When avant-garde classical weirdos Kronos Quartet play at the Auckland Arts Festival next year I will be there making my voice heard requesting they play Forbidden Fruit for voice, string quartet and turntables. It's a freaky, harrowing 10-minute tune written by mad saxophonist and songwriter John Zorn and is the standout track on the quartet's 1989 album Winter Was Hard.
Okay, so I won't be jeering and making requests, because it's not the done thing at those posh classical gigs. But I will be there, and it's the show that caught my eye in the programme for the festival in March.
I quite like weird stuff, but some people - many in fact - prefer something a little more accessible. And that's the problem with the arts festival programme. Basically, it needs to have a far wider reach and not be so hardcore artsy fartsy.
Yes, arts festivals are where you should be able to see the weird, wonderful, and worthy - which the AAF has well and truly covered, from the spectacular aerial stunts and Latin hip-hop of Urban to the fiery feud between four Maori brothers in new local play Hui.
But to make the festival a more exciting, entertaining and ultimately viable event, it needs to get a wider range of people along and put more bums on seats.
Not to sound condescending or anything, but it needs more entry level arts events like the pantomimes they used to have at the St James (remember Michael Hurst as Widow Twankey in Aladdin?), or Havoc and Newsboy's take on It's In the Bag in 2005.
You can still have the "charm and depravity" and male nudity of Cantina, but perhaps a little more of the all things to everyone approach wouldn't go amiss?
Think of the diverse entertainment they had down at the Cloud during the World Cup. It was a pretty popular spot. And take the up coming Sydney Festival in January; it's still pretty bloody highbrow but there are shows like Concrete & Bones, a theatre-meets-urban street sports performance that's held at a skate park. Then there's the Sydney Symphony and a mass choir performing the soundtrack to 2001: A Space Odyssey as the film plays out (imagine experiencing that on the big screen down at Silo Park), and - shock horror - there are even a few big names you might actually have heard of, like former Talking Head David Byrne who teams up with indie darling St Vincent in support of their excellent album, Love This Giant, from this year.
And yes, I know big names cost money, but the fireworks and pyrotechnics courtesy of Groupe F from France, whose The Breath of the Volcano will be performed over the first three nights of the festival, wouldn't come cheaply.

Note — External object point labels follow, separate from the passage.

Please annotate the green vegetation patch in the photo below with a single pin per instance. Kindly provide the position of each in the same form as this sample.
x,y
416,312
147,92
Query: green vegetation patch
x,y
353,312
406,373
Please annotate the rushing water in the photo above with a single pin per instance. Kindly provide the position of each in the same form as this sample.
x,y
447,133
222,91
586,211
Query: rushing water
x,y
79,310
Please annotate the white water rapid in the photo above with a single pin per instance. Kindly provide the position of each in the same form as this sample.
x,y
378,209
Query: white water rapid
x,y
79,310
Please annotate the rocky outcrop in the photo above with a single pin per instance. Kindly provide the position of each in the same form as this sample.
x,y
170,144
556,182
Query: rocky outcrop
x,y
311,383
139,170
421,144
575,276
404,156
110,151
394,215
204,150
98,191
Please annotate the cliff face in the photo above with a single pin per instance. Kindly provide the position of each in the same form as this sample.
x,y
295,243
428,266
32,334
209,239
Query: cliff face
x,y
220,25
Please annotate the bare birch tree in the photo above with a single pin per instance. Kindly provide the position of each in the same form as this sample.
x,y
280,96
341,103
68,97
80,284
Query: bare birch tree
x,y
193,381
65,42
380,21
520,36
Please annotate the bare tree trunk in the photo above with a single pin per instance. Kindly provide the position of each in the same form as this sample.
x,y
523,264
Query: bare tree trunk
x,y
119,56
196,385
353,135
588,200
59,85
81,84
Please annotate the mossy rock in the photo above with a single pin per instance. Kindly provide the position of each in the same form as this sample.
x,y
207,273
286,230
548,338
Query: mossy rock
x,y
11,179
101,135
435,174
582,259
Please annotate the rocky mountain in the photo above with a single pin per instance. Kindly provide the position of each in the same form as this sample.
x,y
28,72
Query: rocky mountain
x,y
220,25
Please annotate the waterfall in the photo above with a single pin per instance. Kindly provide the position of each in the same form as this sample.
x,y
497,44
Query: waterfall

The festival should have had a theatre show like Brel, which is on at the Town Hall Concert Chamber at the moment and stars rock 'n' rollers Jon Toogood (Shihad, the Adults) and Julia Deans (Fur Patrol, the Adults). It's a perfect crossover show that brings the usually disparate worlds of theatre and rock together.
I haven't seen it, and I bet many of the theatre audience wouldn't have a clue what Shihad sound like, but by the same token, Toogood may have inspired a few Shihad fans to get along to the theatre for a change.
So it's all about getting more people along to the arts festival - which would do wonders for the AAF piggy bank and the Auckland arts purse in general - while also opening people up to something that they might not normally go to. Like braving those crazies from the Kronos Quartet, for example.